When she contacted Midland about it, she was told she hadn’t made any premium payments for several years. But Ms. Thompsen had cancelled checks to prove she made the payments, which consumer reporter Matt Gephardt at KUTV reported to the public.
Midland's response to the journalist's queries on the policyholder's behalf was similarly tone-deaf. "Midland is unable to provide to KUTV information concerning any of our policyholders," an attorney for the company wrote back. Midland soon changed tack and reinstated Thompsen's policy but, with news reports and a complaint filed with state regulators, the damage to Midland’s reputation had already been done.
Boston-based crisis management expert Bobbie Carlton says insurance companies need to have a crisis communications plan in place before that ominous letter or phone call arrives.
“Being prepared is the best thing you can do,” said Carlton, who has handled crises for companies in a variety of industries. Every company should have a crisis communication plan and have people trained to carry it out. Executives and spokespeople should be media trained and know what to do, she advises. “When a true crisis hits, there's no time to have the deep philosophical discussions you should have as you work on a crisis communications plan."
She emphasizes that it’s necessary to address a situation quickly. “Unhappy customers have lots of ways they can make their unhappiness known,” Carlton said in an interview with InsuranceNewsNet.
Social media allows people to instantly spread a message to thousands.
“Make sure someone within your company is monitoring social media channels. Even if you are not participating in the conversation, you'll find that your customers are,” she wrote.

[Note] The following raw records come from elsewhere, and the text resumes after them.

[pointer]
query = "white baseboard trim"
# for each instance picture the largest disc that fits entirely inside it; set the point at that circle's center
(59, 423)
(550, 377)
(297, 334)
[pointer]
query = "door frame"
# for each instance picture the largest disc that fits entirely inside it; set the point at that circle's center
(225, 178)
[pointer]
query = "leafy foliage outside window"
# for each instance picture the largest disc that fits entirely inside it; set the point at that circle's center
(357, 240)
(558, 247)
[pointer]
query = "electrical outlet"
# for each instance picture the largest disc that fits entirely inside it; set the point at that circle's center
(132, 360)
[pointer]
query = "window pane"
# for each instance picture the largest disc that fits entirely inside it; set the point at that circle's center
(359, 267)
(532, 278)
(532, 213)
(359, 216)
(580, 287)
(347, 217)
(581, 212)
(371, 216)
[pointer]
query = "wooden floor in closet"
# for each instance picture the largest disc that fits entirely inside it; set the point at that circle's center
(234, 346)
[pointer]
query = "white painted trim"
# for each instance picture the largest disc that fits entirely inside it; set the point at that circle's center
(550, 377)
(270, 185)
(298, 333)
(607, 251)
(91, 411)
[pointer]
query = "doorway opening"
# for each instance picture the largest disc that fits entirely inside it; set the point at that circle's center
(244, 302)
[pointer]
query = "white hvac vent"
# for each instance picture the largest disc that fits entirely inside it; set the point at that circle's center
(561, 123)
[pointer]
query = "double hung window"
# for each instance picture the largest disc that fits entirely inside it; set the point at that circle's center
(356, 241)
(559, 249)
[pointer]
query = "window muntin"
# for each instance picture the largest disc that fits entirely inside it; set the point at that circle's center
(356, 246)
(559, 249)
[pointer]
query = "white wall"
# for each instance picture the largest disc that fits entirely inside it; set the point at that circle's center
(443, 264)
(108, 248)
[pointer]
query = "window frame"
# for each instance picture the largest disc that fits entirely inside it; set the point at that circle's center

She recommends that companies set up alerts to monitor any mention of the company online and report it to you instantly. “The faster you know there is a problem, the better,” she said.
If you are involved in social media, get the person with the complaint off the airwaves as fast as possible.
Carlton offered several rules of thumb:
- Stop problems before they escalate -- teach employees basic customer service techniques. Teach them how to recognize problems and empower them to solve them.
- Move quickly and decisively -- the longer the delay, the more frustrated people get (but conversely, act in haste, you'll live to regret it).
- Apologize and offer to help.
- If you don't know the answer, say you don’t know, but you'll find out and get back to the person. Then do so. Do not leave them hanging. If it takes longer than you anticipated to get an answer, let them know you are working on it.
If someone from the media is on the phone:
- Take the call -- do not hide behind voice mail, etc. Get the facts, find out as much as you can about the problem.
- Don't feel like you have to have an answer immediately. It's OK to say that you need to get answers, that you need to look into the problem. Do not feel that you have to answer every question.
- Do not use the words "No comment" -- it is a code phrase that tells people there is a problem. Say things like, "I don't know but I'll find out," or "I am not the right person to answer that question" or "I can't answer that question right now."
- Never, ever go "off the record." Everything you say can be used against you. “Even if the reporter is someone you know and trust, they could forget what is OK to say and what isn't," Carlton warns.
In the case cited above, Carlton identified several issues:
-The case was allowed to escalate.
-Midland refused to comment -- this tells everyone there is a problem.
-When a statement was finally issued, it came from a lawyer. This sounds very defensive.
-Even when the company knew it was dealing with the media, they allowed the problem to fester.
-The final resolution made the company look even guiltier.